Network Architecture

  • UDP broadcast-based discovery and heartbeats on local subnet
  • Optional HTTP polling (disabled by default; node info exchanged via UDP)

Data Flow

Node Discovery

  1. UDP Broadcast: Nodes broadcast discovery packets on port 4210
  2. UDP Response: Receiving nodes respond with hostname
  3. Registration: Discovered nodes are added to local cluster member list

Health Monitoring

  1. Periodic Checks: Cluster manager updates node status categories
  2. Status Collection: Each node updates resources via UDP node-info messages

Task Management

  1. Scheduling: TaskManager executes registered tasks at configured intervals
  2. Execution: Tasks run cooperatively in the main loop without preemption
  3. Monitoring: Task status is exposed via REST (/api/tasks/status)

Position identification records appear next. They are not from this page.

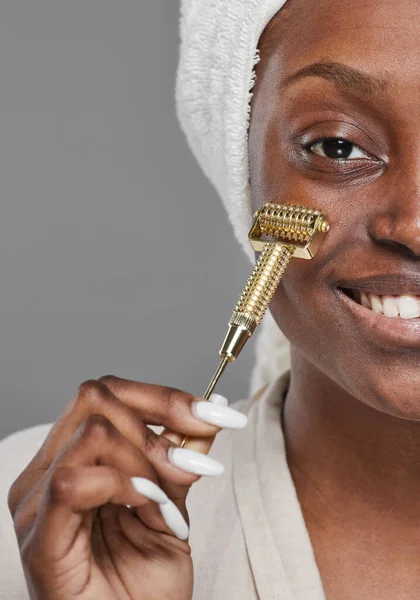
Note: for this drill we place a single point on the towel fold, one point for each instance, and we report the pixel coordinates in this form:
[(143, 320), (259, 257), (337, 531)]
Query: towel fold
[(218, 53)]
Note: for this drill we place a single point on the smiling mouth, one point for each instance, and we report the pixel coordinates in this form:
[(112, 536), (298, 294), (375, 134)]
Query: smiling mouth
[(403, 307)]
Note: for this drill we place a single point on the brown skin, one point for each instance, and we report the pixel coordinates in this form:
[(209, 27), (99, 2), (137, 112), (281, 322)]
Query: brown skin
[(77, 537), (352, 419), (352, 413)]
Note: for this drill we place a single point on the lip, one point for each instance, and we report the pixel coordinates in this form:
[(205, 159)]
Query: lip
[(386, 284), (384, 331)]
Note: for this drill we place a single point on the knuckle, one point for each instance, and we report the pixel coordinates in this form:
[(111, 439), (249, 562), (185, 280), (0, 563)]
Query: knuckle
[(28, 556), (90, 393), (13, 497), (98, 429), (61, 484), (170, 399), (109, 380), (151, 443)]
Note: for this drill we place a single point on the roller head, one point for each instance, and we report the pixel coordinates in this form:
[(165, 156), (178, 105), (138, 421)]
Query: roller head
[(301, 229)]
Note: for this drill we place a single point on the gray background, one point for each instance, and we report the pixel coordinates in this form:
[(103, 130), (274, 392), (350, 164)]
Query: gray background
[(115, 252)]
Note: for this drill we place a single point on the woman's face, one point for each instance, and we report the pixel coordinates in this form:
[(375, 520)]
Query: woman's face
[(360, 83)]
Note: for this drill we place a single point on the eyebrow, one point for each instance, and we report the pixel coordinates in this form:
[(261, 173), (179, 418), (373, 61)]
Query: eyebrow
[(343, 75)]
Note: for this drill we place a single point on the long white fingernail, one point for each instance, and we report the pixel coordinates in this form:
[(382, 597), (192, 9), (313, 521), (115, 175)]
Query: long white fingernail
[(218, 399), (148, 488), (222, 416), (174, 520), (195, 462)]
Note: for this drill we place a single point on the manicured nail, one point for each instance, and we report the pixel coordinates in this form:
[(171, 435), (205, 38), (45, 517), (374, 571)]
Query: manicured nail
[(174, 520), (222, 416), (218, 399), (148, 488), (195, 462)]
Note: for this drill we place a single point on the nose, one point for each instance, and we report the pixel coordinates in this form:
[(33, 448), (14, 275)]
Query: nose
[(398, 224)]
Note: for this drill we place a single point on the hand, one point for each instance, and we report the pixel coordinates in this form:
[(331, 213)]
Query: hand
[(77, 537)]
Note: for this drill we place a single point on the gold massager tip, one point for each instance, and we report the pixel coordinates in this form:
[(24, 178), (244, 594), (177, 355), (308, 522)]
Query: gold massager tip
[(297, 232)]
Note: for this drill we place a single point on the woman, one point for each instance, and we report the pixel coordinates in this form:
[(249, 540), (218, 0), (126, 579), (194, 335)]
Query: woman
[(334, 125)]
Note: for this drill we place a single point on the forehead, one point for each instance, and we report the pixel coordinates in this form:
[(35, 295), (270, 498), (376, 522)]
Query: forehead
[(380, 37)]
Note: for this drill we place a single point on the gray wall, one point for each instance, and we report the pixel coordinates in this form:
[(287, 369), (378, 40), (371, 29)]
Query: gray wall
[(115, 252)]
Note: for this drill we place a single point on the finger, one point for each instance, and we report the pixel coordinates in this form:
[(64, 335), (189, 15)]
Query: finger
[(94, 397), (98, 442), (198, 444), (71, 492), (174, 409)]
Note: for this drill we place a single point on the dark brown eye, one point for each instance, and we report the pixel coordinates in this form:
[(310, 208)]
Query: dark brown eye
[(337, 149)]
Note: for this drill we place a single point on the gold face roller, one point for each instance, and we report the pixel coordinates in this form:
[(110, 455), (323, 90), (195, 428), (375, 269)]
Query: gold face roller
[(298, 232)]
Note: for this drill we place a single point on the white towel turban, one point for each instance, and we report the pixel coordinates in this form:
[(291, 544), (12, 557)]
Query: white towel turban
[(215, 77)]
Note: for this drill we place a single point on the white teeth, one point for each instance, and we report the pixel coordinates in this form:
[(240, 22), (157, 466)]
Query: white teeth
[(390, 305), (364, 300), (376, 303), (409, 307)]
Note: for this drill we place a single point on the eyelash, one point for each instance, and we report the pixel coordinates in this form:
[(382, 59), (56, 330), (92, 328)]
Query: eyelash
[(308, 148)]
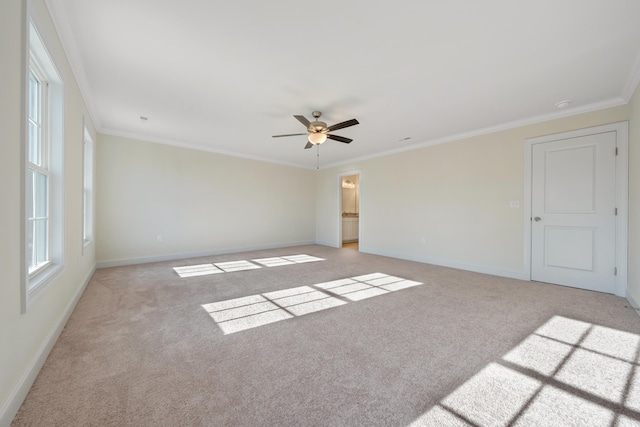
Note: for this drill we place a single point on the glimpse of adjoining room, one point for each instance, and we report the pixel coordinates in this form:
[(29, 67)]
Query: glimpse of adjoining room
[(350, 187)]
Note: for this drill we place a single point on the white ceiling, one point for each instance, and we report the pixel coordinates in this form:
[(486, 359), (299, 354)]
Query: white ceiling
[(224, 76)]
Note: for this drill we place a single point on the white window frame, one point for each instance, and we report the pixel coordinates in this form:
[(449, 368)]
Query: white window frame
[(88, 194), (39, 166), (35, 279)]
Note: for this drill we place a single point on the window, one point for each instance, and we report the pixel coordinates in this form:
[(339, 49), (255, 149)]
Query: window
[(38, 174), (87, 224), (43, 178)]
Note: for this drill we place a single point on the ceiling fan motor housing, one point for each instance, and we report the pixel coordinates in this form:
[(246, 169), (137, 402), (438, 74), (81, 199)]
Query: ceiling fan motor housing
[(317, 126)]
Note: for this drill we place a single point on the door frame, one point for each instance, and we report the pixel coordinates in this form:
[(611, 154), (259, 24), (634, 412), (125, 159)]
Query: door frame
[(622, 195), (340, 176)]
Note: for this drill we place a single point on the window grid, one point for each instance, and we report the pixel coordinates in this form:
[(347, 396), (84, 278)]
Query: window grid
[(38, 174)]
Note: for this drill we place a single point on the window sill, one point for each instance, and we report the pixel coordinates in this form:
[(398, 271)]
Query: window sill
[(42, 279)]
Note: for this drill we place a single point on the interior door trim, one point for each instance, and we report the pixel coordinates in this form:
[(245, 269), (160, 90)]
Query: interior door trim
[(622, 195)]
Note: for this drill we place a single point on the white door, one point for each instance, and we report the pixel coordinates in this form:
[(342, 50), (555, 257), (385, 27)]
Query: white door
[(573, 212)]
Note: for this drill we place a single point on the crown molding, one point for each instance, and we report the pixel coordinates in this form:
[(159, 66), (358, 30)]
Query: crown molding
[(145, 138), (61, 22), (633, 81), (613, 102)]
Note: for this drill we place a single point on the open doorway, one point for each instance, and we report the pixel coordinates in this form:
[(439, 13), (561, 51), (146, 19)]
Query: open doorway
[(350, 211)]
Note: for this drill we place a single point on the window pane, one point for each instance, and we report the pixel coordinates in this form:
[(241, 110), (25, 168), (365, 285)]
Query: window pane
[(35, 144), (40, 199), (30, 244), (42, 244), (34, 98), (30, 193)]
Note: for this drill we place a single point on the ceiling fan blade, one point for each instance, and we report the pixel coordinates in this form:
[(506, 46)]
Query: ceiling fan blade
[(343, 125), (340, 138), (288, 134), (303, 120)]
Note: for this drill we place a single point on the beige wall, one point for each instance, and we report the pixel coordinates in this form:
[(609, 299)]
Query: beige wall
[(448, 204), (198, 202), (25, 339), (633, 289)]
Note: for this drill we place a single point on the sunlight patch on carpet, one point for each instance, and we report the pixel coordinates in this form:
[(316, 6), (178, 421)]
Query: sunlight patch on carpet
[(567, 372), (287, 260), (249, 312), (236, 266), (242, 265), (197, 270), (367, 286)]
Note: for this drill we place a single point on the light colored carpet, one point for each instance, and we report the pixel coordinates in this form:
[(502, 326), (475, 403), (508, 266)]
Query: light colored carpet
[(454, 348)]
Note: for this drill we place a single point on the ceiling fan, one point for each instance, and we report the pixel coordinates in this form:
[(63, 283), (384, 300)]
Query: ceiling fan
[(318, 131)]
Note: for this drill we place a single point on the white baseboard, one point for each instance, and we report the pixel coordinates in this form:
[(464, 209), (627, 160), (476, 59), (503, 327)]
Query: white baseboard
[(633, 301), (10, 407), (185, 255), (330, 244), (448, 263)]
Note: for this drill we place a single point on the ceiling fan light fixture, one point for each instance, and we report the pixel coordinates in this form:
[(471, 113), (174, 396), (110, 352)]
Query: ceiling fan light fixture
[(317, 138)]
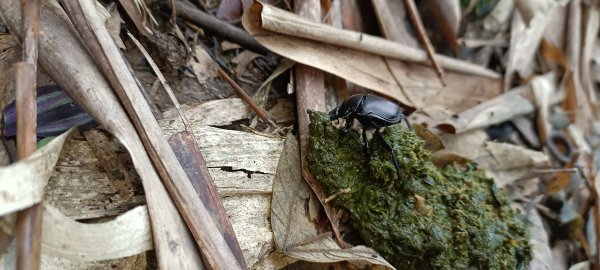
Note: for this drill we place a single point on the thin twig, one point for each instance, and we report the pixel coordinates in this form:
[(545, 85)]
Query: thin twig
[(29, 221), (163, 81), (244, 96), (418, 24), (216, 26)]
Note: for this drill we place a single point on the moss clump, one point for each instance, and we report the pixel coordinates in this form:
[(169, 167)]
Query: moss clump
[(427, 219)]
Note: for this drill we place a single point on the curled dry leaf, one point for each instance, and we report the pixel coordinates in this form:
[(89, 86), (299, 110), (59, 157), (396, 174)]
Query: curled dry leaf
[(325, 250), (357, 58), (33, 174), (127, 235)]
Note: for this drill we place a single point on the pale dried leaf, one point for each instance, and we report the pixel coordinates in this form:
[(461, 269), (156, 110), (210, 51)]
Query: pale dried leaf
[(499, 18), (95, 193), (543, 88), (221, 111), (540, 244), (392, 18), (113, 25), (510, 156), (242, 61), (140, 261), (124, 236), (33, 174), (585, 265), (493, 111), (525, 41), (591, 34), (367, 69), (325, 250), (127, 235), (203, 66), (289, 219)]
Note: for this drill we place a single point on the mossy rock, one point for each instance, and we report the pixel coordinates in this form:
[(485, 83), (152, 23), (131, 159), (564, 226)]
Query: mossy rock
[(429, 218)]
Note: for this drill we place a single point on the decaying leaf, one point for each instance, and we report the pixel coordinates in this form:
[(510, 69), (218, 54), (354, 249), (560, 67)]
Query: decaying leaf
[(492, 111), (33, 173), (289, 218), (344, 54), (325, 250), (127, 235), (222, 112), (203, 66), (295, 234)]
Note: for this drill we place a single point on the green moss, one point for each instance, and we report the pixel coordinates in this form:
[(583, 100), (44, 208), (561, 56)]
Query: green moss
[(429, 218)]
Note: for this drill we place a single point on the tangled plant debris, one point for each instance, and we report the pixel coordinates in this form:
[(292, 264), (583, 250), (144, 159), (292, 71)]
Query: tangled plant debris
[(450, 218)]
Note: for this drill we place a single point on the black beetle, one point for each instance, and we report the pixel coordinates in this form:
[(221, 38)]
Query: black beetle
[(373, 112)]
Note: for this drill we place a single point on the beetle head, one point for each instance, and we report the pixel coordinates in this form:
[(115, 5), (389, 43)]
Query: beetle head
[(348, 107), (334, 114)]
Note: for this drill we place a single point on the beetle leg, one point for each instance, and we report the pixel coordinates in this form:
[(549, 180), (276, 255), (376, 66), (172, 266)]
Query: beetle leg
[(394, 158), (366, 142), (347, 126)]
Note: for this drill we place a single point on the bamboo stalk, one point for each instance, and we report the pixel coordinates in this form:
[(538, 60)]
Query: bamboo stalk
[(29, 221), (418, 24), (213, 247)]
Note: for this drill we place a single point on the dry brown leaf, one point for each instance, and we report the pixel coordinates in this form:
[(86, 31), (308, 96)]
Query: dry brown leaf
[(524, 43), (562, 179), (113, 25), (325, 250), (432, 142), (493, 111), (203, 66), (366, 69), (127, 235), (447, 14), (289, 219), (510, 156), (242, 61), (222, 112), (392, 19), (33, 174)]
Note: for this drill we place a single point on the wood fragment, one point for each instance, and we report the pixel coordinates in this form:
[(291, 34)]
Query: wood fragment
[(244, 96), (418, 24)]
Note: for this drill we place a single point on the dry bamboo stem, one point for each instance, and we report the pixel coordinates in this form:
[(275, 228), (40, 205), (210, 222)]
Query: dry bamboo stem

Performance Characteristics

Memory Usage

  • Base System: ~15-20KB RAM (device dependent)
  • Per Task: ~100-200 bytes per task
  • Cluster Members: ~50-100 bytes per member
  • API Endpoints: ~20-30 bytes per endpoint

Network Overhead

  • Discovery Packets: 64 bytes every 1 second
  • Health Checks: ~200-500 bytes every 1 second
  • Status Updates: ~1-2KB per node
  • API Responses: Varies by endpoint (typically 100B-5KB)

Processing Overhead

  • Task Execution: Minimal overhead per task
  • Event Processing: Fast event dispatch
  • JSON Parsing: Efficient ArduinoJson usage
  • Network I/O: Asynchronous operations

Security Considerations

Current Implementation

  • Network Access: Local network only (no internet exposure)
  • Authentication: None currently implemented; LAN-only access assumed
  • Data Validation: Basic input validation
  • Resource Limits: Memory and processing constraints

Future Enhancements

  • TLS/SSL: Encrypted communications
  • API Keys: Authentication for API access
  • Access Control: Role-based permissions
  • Audit Logging: Security event tracking

Scalability

Cluster Size Limits

  • Theoretical: Up to 255 nodes (IP subnet limit)
  • Practical: 20-50 nodes for optimal performance
  • Memory Constraint: ~8KB available for member tracking
  • Network Constraint: UDP packet size limits

Performance Scaling

  • Linear Scaling: Most operations scale linearly with node count
  • Discovery Overhead: Increases with cluster size
  • Health Monitoring: Parallel HTTP requests
  • Task Management: Independent per-node execution

Configuration Management

SPORE implements a persistent configuration system that manages device settings across reboots and provides runtime reconfiguration capabilities.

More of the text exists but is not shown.